Having over the years seen many of Matthew Bourne’s works, and loved them all, I was most excited to see again The Midnight Bell. His work is always stunning, inventive, innovative and beautifully staged. But with this piece, based on the writings of  Patrick Hamilton, there is a haunting beauty and sadness. In his other works there are often moments of humour, welcome moments, well crafted moments, but here there is tragedy, occasionally lightened but most definitely tragi-comic. And it has to be said that the faint titters that came once or twice were no doubt uttered by the less mature members of the audience when confronted by expressions of homosexual intimacy. And that In Brighton! Who would have thought it?

The story is set in Fitzrovia, London, once the centre of the capital’s bohemian community. It became the haunt of artists and writers, poets and playwrights, Francis Bacon, Lucien Freud, Dylan Thomas… and here they would rub shoulders with city folk, actors, intellectuals and tradesmen and of course women of the night. Hamilton was fascinated by this melee of society and how they would interact, that fracturing of societal norms.

Bourne has taken the title from Hamilton’s trilogy Twenty Thousand Streets Under The Sky, but this is no straightforward staging of those novels but a work inspired by the characters. Set between the two great wars long time collaborator designer Lez Brotherston once again creates a world of shifting spaces, atmospheres and tangible realities, a brooding and dimly lit underworld, a world of secrets and trysts and one lit with such unerring reserve and sensitivity by Paule Constable. Few could employ a mirror ball without it becoming a cliche, but they do. This is a world of flickering gas light and drifting fog, seedy hotels and rooming houses, a no-man’s-land between polite society and a criminal underworld.

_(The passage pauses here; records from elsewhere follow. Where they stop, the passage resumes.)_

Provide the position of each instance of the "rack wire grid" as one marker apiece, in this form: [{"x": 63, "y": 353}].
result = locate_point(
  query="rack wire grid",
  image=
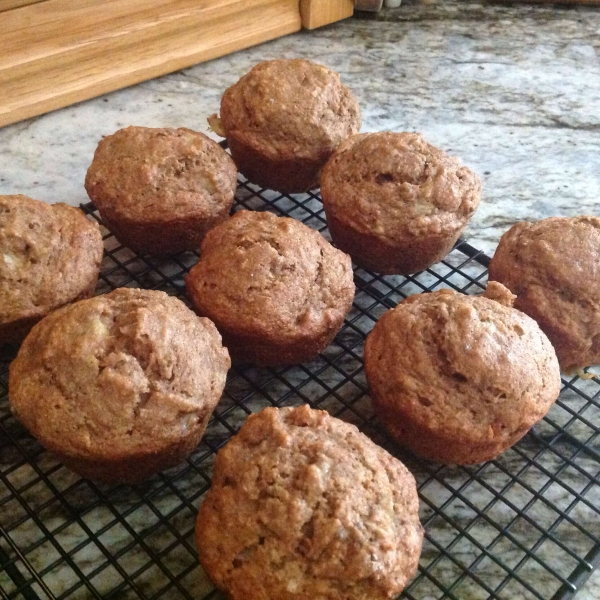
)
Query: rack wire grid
[{"x": 525, "y": 525}]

Into this world step the characters, a waiter, a young prostitute, a spinster, a cad, a barmaid, an out of work actress, a chorus boy, a romantic and both a regular and a new customer, all in and around The Midnight Bell. And here they play out their stories, obsession, forbidden love, desperation, loneliness, exploitation and fear. It’s a masterpiece of story telling delivered by an exceptional company of performers, dancers all of course but actors of the highest calibre too.

Terry Davies has created a wonderful score, it has the moody atmosphere of a period thriller interspersed with period songs appropriately chosen for their telling lyrics and lip-synced with precision by the cast with no attention to appropriate gender, a clever conceit that adds to the whole.

It would be wrong to single out any one member of the cast as there is not a weak performance in this work so instead I will list them all.

BOB, a waiter Andy Monaghan

JENNY MAPLE, a young prostitute Ashley Shaw

MISS. ROACH, a lonely spinster   Michela Meazza

ERNEST RALPH GORSE, a cad Glenn Graham

ELLA, a barmaid Hannah Kremer

MR. ECCLES, a regular customer Reece Causton

GEORGE HARVEY BONE, a tortured romantic Danny Reubens

NETTA LONGDON, an out-of-work actress Cordelia Braithwaite

FRANK, a new customer Edwin Ray

ALBERT, a West-End Chorus Boy Liam Mower

Sir Matthew Bourne’s company New Adventures never fails to deliver beautiful work for the stage, it goes beyond dance, it is exquisite and timeless theatre, lucid storytelling and joyously entertaining.